Fimela.com, Jakarta Bulan Ramadan senantiasa menghadirkan banyak kenangan dan kisah yang berkesan. Baik itu suka maupun duka, haru atau bahagia, selalu cerita yang sangat lekat dengan bulan suci ini. Cara kita memaknai bulan Ramadan pun berbeda-beda. Tulisan Sahabat Fimela yang diikutsertakan dalam Lomba Share Your Stories bulan April dengan tema Light Up Your Ramadan ini pun mengandung hikmah dan inspirasi yang tak kalah istimewa.
***
Oleh: Pipiet Fitrianingsih
Advertisement
Bagaimanapun kita hidup cuma bisa berencana hanya Allah Sang Maha penentunya. Pertengahan Maret lalu bapak kekeh menyusul aku ke tempat perantauanku dalam keadaan sakit. Aku tak bisa menolak keinginan bapak. Aku pikir aku pulang juga tidak memungkinkan keadannya. Aku langsung menghubungi pihak travel untuk menjemputnya.
Hanya kurang lebih delapan jam perjalanan Tegal-Tangsel, bapak tiba. Kondisinya memprihatinkan. Aku tangisi bapak. Aku merasa gagal menjadi anak karena membiarkan orang tuaku sakit sendirian.
Advertisement
Kenangan Terakhir bersama Bapak
Bapak yang masih begitu semangat ingin sekali bisa bertemu Ramadan tahun ini dengan membawa peralatan salat dan tak lupa sandal baru untuk ke masjid, walaupun keadaannya saat itu tidak memungkinkan. Mungkin ini cara Alloh menengurku dan memberikan kesempatan kepadaku untuk bisa merawat bapak.
Seminggu bersamaku keadaannya sedikit membaik setelah aku panggilkan dokter mengecek kondisinya. Seumur-umur bapak tidak pernah mengalami sakit serius. Tapi kali ini perasaanku benar-benar tidak enak banyak firasat yang membuat aku takut kehilangannya.
Bapak yang dari dulu memang hubungannya tidak baik dengan anak-anaknya, tiba-tiba ingin sekali kumpul dengan anak cucu. Kali ini ternyata firasatku benar dua minggu aku merawatnya Alloh memanggilnya menyusul mama yang sudah dua tahun lebih dulu menghadap-Nya.
Hancur, sedih tak terkira dan benar-benar tidak menyangka Alloh Akan secepat ini memanggilnya. Padahal baru kemarin bapak bilang ingin puasa dan tarawih dulu di kampung dan nanti lebaran kumpul lagi di Jakarta seperti lebaran kemarin.
Aku antar bapak sampai ke tempat peristirahatannya yang terakhir di kota Tegal dengan perasaan campur aduk.
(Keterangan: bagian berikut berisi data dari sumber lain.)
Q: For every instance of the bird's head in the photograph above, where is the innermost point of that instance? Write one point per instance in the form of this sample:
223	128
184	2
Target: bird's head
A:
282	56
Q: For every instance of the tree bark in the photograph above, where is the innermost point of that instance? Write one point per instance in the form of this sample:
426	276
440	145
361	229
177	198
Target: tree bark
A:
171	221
Aku merasa bersalah dan ya Alloh aku merasa menjadi anak durhaka.
Menjadi Yatim Piatu
Aku sekarang menjadi anak yatim piatu yang tak terbayangkan sebelumnya olehku. Ramadan dan Idul Fitri tahun ini menjadi tahun yang begitu berat. Setelah dua tahun aku tidak mudik, sekalinya aku mudik orangtuaku sudah tidak ada.
Aku tahu bagaimanapun aku harus bisa ikhlas menjalani setiap ketetapan-Nya. Aku lewati Ramadan sendiri di rumah yang dulu ada suara ngaji bapak setelah tarawih, gaya bicaranya yang khas, suara mama yang dulu sering membangunkan sahurku, sekarang tidak ada lagi itu semua bahkan suara dering telepon yang berbunyi dari mereka juga tak akan ada lagi.
Kenangan demi kenangan terlintas dalam sudut rumah dan melintas dalam pelipis mata. Masih teringat jelas ketika aku melahirkan anak pertama, cucu pertama mereka. Rona bahagia terpancar di pipi mereka.
Bapak mampu menggantikan peran suamiku yang jauh untuk menimang-nimang bayiku tatkala malam menjelang anakku tak kunjung tidur. Mama yang begitu bahagia ketika subuh tiba anakku mulai mengoceh dengan gaya khas bayi. Ah, semua itu makin membuatku makin teriris.
Andai waktu bisa aku putar kembali mampukah aku memperbaiki semua yang kami lewati bersama.
Perih tatkala aku membersihkan semua benda yang ada di sana, hanya doa dan air mata yang bisa aku panjatkan.
Aku tahu menangisi tak akan membuatnya kembali. Aku coba menerima walaupun dengan tetesan air mata berharap ke depannya akan lebih ikhlas tanpa batas.
Semoga Allah menempatkan bapak dan mama di tempat terindah dan khusnul khotimah, Ya Alloh, aamiin.